ABSTRACT
In this chapter we illustrate the optimization technique, using data based on the first Swiss National Forest Inventory (SNFI1;1983-1985) and on the second Swiss National Forest Inventory (SNFI2;1993-1995). SNFI1 involved a one-phase two-stage simple sampling scheme comprising plots with two concentric circles: 200m2 and 500m2. DBH thresholds were set at 12cm and 36cm. In all, n2 = 10′974 plots were available from a 1km × 1km grid with m1 ≈ 11.7. Its second-stage procedure samples with essentially equal probability pi ≈ 0.33 for DBHi < 60cm and pi = 1 for DBHi ≥ 60cm. This resulted in m2 ≈ 4. SNFI2 consisted of a two-phase two-stage sampling scheme with the same concentric plots, but with only half the original plots from the sub-grid√ 2km × √2km. Its first phase relied on aerial photographs and was based
on a 0.5km × 0.5km grid, resulting in n1 = 51′296, n2 = 6′412, m1 ≈ 12. The second-stage procedure was changed to implement PPE with m2 ≈ 2. Switzerland (CH) is divided into D = 5 domains: Jura (JU), Swiss Plateau (SP), Pre-Alps (PA), Alps (AL) and Southern Alps (SA). Here, those regions will be identified by the index g. The working strata were based on semiautomatic interpretation of aerial photographs to determine the average tree height (with 25 points per plot). This led to four working strata within each domain: 0m− 10m, 10m− 20m, 20m− 30m and > 30m. The corresponding R2’s fell into the range 0.12−0.24, which is not as good as the usual stand-map stratification with R2 ≈ 0.4. However, it required only the aerial photographs available from the Swiss Topographic Survey. The post-stratification procedure analyzed the four working strata individually within each domain, which explains why the R2 = 0.27 for (CH) is higher than the R2’s in each domain. Cost parameters, as well as the pg, Y g were based on the first inventory, while the estimation of lack of fit and pure error had to be based on the second. Some of the results presented below relied on a more general optimization procedure with terrestrial sampling density varying in the D = 5 regions in such a way as to minimize the resulting anticipated variance for Switzerland as a whole.

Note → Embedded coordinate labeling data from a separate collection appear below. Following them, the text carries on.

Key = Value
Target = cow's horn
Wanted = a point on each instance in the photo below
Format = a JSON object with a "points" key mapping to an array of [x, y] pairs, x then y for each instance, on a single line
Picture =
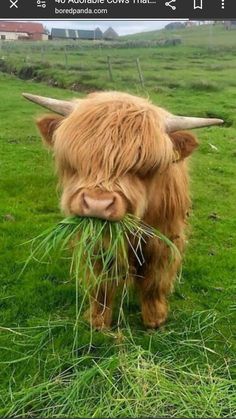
{"points": [[176, 123], [63, 107]]}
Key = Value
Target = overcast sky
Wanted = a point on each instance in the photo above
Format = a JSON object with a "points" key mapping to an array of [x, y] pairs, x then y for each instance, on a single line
{"points": [[122, 27]]}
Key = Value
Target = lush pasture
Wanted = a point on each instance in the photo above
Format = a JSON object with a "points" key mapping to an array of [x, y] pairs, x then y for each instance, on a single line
{"points": [[186, 369]]}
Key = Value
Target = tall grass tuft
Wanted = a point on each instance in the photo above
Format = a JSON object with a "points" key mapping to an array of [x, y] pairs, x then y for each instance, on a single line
{"points": [[97, 248]]}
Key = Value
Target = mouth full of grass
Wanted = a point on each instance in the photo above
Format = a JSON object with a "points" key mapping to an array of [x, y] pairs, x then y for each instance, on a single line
{"points": [[98, 249]]}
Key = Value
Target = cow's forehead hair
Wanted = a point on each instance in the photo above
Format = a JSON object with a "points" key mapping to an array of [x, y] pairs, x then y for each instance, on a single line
{"points": [[111, 133]]}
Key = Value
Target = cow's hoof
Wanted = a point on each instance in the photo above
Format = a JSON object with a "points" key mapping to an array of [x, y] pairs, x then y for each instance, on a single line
{"points": [[155, 324], [154, 314], [98, 321]]}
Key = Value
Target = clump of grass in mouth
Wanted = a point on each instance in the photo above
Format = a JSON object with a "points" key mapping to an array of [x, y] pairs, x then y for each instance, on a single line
{"points": [[94, 241], [98, 251]]}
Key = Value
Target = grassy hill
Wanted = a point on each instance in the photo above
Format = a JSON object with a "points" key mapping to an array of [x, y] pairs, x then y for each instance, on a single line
{"points": [[203, 35]]}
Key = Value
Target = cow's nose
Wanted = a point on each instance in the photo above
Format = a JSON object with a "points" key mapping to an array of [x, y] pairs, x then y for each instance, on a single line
{"points": [[98, 207]]}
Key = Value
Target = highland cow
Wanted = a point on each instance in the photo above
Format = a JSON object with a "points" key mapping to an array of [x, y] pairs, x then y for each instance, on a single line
{"points": [[117, 154]]}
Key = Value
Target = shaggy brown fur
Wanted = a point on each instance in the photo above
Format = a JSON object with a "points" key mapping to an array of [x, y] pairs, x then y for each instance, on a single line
{"points": [[115, 144]]}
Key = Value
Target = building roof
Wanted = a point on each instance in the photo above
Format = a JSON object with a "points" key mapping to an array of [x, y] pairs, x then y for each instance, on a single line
{"points": [[76, 34], [25, 27]]}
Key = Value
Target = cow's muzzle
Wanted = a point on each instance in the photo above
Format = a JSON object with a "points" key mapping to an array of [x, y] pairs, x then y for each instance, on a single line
{"points": [[99, 204]]}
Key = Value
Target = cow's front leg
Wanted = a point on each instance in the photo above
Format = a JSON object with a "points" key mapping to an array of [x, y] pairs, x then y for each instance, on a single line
{"points": [[155, 284], [154, 305], [99, 315]]}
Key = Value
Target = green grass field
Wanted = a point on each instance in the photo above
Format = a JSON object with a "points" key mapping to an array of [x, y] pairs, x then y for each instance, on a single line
{"points": [[186, 369]]}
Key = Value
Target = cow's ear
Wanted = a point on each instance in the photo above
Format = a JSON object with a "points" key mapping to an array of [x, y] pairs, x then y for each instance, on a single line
{"points": [[184, 143], [47, 126]]}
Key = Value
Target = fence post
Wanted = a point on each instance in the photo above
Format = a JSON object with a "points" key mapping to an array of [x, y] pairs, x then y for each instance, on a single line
{"points": [[66, 58], [141, 79], [42, 55], [109, 68]]}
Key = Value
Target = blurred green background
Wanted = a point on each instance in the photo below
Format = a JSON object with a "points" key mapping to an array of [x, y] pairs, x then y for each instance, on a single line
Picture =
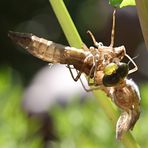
{"points": [[42, 107]]}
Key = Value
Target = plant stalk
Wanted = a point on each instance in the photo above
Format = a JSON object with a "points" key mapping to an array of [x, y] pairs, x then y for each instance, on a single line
{"points": [[75, 41]]}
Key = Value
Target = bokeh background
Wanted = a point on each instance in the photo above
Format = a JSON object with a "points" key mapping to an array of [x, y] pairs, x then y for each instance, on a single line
{"points": [[40, 105]]}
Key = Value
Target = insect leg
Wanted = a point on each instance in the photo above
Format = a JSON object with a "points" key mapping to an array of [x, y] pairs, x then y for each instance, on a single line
{"points": [[94, 40], [72, 75], [135, 68], [113, 29]]}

There, the general ideas remained the same but, of course, the formulae were more complicated (Mandallaz, 2001, 2002). However, one can still intuitively understand the results without having to study the technical details involved in those calculations. The results from D = 1 (Switzerland as a single region) were obtained via the technique given in Section 9.6.